So, yesterday I wrote my first policy as an insurance agent. Of course it was own policy so I am officially my first client but hey it still counts. I did save almost 500 dollars on my auto policy alone for the year and I’ll be writing the home here fairly soon and it will be another savings of about 250 dollars. I have another client that looks like he is going to bind with me hopefully early next week on two policies an auto and a motorcycle policy.
My training has been a real struggle this week, only getting in a 3 miler on Monday, 4 on Tuesday, and 6 on Thursday.
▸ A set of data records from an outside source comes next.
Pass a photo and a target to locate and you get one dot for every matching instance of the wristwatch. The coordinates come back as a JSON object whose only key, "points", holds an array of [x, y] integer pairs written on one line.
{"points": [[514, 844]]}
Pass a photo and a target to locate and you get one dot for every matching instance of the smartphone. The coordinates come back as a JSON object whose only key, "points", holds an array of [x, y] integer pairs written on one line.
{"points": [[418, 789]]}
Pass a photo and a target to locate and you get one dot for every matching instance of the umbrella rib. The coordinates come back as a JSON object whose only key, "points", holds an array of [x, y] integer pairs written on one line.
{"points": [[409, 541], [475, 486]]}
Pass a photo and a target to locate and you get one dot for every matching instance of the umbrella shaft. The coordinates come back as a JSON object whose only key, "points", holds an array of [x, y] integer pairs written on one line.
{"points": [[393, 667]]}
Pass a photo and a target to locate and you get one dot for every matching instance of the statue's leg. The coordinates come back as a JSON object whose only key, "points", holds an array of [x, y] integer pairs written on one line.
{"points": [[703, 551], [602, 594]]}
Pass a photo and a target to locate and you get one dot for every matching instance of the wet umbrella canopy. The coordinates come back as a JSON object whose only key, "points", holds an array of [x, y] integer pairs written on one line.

I really need to get focused on this and am hoping that since I’m now documenting my plan to run a marathon this fall, I’ll be able to hold myself accountable to the training required to do it.
The next of the “Kip Tips” in the Kiplinger’s magazine is one that I absolutely agree with, and that is having an emergency fund. I say that I absolutely agree with it, but I’ll be honest I do not have anywhere near the emergency fund I should (as a matter of fact we probably have about 300 dollars in savings). This is one area that I am really trying to focus on, as we start to clear some debt off of our household balance sheet. I have heard several different numbers in regards to the amount of months of household expenses you should have in a liquid emergency fund. They range from 3-6 months (this was a prominent number when the economy was booming), 6-9 months (which is the common number you hear now), but my favorite is probably 1 month for each percentage of the unemployment percentage number. So right now unemployment rate is approximately 8%, so you should have 8 months of emergency funds, and then the number adjusts itself to fit the economic times, because when the economy is strong the unemployment rate is only about 4.5% to 5%. That’s it for the weekend, I’ll be back on Monday to update the weekend excursions.